Hésitant encore sur la direction à prendre car en proie aux contradictions entre ma vision du monde et la réalité que je connaissais et que je rejetais, le moment était donc, en quelque sorte, bien choisi pour vivre cette expérience en plein milieu de la nature, en communion avec elle et dans un esprit orienté écologie. J’ai pu faire la connaissance d’habitants engagés, passionnés par des activités bien à eux, exerçant des métiers leur permettant de subvenir à leurs besoins, mais liés par une ferme conviction commune, celle d’agir pour préserver leur environnement et de vouloir minimiser leur contribution à la destruction de la planète.

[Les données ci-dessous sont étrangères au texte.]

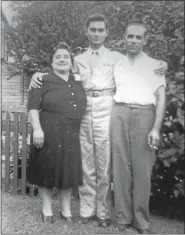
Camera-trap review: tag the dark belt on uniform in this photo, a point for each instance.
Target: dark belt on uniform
(98, 93)
(137, 106)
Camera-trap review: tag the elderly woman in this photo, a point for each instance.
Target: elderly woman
(55, 112)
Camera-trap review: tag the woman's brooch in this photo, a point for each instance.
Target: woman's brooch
(77, 77)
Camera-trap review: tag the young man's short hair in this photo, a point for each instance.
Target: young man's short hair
(137, 24)
(97, 17)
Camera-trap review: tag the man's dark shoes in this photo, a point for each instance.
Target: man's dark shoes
(144, 231)
(69, 218)
(104, 223)
(122, 227)
(86, 220)
(46, 218)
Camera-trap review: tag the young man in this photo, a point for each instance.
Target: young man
(135, 129)
(96, 67)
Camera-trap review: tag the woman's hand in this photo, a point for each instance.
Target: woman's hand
(38, 138)
(36, 80)
(162, 69)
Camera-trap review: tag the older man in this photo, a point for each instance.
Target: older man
(135, 129)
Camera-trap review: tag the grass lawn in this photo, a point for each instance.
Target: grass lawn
(21, 215)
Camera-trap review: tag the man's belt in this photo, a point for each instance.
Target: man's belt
(137, 106)
(97, 93)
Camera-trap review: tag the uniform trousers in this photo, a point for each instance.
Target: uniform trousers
(133, 161)
(95, 150)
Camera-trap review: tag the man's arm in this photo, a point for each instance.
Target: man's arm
(154, 135)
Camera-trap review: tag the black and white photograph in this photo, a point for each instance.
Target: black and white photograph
(92, 117)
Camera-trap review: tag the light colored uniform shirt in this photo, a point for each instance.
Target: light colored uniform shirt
(101, 77)
(136, 82)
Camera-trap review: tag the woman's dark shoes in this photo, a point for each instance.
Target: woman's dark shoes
(67, 218)
(85, 220)
(104, 223)
(47, 218)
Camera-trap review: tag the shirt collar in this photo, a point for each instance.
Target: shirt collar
(139, 57)
(100, 51)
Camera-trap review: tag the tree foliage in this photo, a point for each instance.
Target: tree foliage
(42, 24)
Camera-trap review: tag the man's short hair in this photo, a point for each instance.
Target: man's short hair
(97, 17)
(137, 24)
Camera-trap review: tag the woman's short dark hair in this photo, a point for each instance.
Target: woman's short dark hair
(97, 17)
(62, 45)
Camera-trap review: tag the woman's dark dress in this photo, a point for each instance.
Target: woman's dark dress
(61, 104)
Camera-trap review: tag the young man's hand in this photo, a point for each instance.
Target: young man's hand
(154, 139)
(36, 80)
(162, 69)
(38, 138)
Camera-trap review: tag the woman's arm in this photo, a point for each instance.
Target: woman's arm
(38, 134)
(34, 105)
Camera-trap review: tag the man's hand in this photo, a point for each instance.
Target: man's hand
(38, 138)
(162, 69)
(154, 139)
(35, 80)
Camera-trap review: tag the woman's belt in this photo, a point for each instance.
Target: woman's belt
(97, 93)
(137, 106)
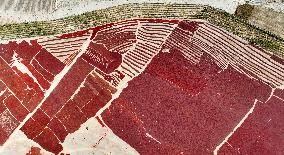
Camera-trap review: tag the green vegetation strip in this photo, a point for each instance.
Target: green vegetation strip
(236, 24)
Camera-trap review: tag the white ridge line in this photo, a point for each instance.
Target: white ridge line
(57, 79)
(215, 152)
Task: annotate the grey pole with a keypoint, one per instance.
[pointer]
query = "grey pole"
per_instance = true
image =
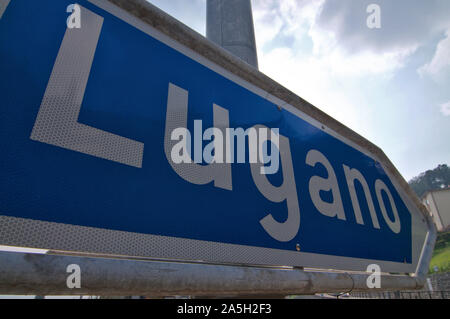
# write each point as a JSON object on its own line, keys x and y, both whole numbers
{"x": 22, "y": 273}
{"x": 229, "y": 23}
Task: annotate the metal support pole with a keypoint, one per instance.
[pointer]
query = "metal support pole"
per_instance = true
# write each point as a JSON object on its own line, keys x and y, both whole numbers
{"x": 22, "y": 273}
{"x": 229, "y": 23}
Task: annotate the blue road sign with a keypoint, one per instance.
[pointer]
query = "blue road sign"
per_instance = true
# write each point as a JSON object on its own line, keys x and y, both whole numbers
{"x": 87, "y": 120}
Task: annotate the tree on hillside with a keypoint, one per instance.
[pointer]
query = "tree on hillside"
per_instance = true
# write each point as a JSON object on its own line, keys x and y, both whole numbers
{"x": 431, "y": 180}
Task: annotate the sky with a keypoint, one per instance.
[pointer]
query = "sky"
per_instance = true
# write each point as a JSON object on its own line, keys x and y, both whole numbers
{"x": 389, "y": 84}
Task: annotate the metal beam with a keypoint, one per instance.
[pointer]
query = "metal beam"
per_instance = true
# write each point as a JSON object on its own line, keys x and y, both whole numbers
{"x": 23, "y": 273}
{"x": 229, "y": 23}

Je n’avais aucune idée de comment vivre sur place en étant active et utile. Beaucoup de mes pratiques et habitudes se heurtaient à celles qui étaient en place (j’avais apporté mon appareil photo reflex, j’écoutais de la musique commerciale, j’avais certainement un langage hérité de ma vie à Paris, j’avais les habitudes d’une touriste qui s’émerveillait de produits touristiques créés dans ce but) et n’ayant que très peu conscience de ce point, je ne pouvais pas m’empêcher de me sentir gênée. Une vie matérialiste qui allait à l’encontre du minimalisme imposé.

Seule, j’ai fait une grande promenade aux alentours, découvrant au détour des chemins des éléments qui faisaient partie de l’histoire de la commune. Sur un chemin pédestre forestier, je m’étais arrêtée quelque part au milieu de tous ces arbres, méditant, écrasée par une mélancolie assourdissante, sentiment bien fréquent de ces années-là, et attendant peut-être une réponse qu’en vain ces arbres me donneraient.

On m’a emmené sur le lieu où se dressaient des menhirs une nuit, pour avoir la possibilité de ressentir une énergie spéciale surtout à ces heures, on a participé à une fête locale typique avec des danses régionales où toutes les générations se côtoyaient et où personne n’était sur son téléphone, on a été au marché se procurer quelques produits locaux, été voir la côte sauvage, j’ai confectionné une confiture de marron avec des châtaignes ramassées autour de la propriété. Malgré ce mode de vie alternatif qu’on m’a montré, la civilisation moderne me manquait et il me tardait de rentrer. J’avais écourté ma venue pour rejoindre plus tôt que prévu la capitale.

Ce n’est que bien des années plus tard que j’ai repensé à l’expérience que j’ai vécue de cet autre mode de vie, qui pour moi est rempli de sens.

Pendant notre séjour breton de ces dernières vacances d’avril, nous n’étions pas si loin de cet endroit de là où nous étions basés. L’idée de retourner sur le lieu pour savoir ce qu’il était devenu et transmettre un peu de cet esprit à O. pour qu’il en ait conscience, m’est venue en tête et l’envie était forte de franchir le pas. Mais débarquer sans prévenir, sans nouvelles depuis tant de temps n’aurait pas été correct. Les habitants des lieux ont potentiellement changé, peut-être ne se seraient-ils même pas souvenus d’une étrangère de passage dont on attendait davantage de curiosité et d’investissement.

Quoiqu’il en soit, le pouvoir de la connexion à la nature bretonne, une terre mystique, m’aura considérablement marqué. De retour dans la capitale, quittant la pluie de la gare rennaise pour nous retrouver sous un beau ciel ensoleillé, dans le taxi qui nous amenait chez moi et qui slalomait entre tous ces véhicules sur les boulevards bondés, je me suis faite la réflexion que les Bretons n’avaient rien à envier aux aspects hyperurbains de notre vie ici.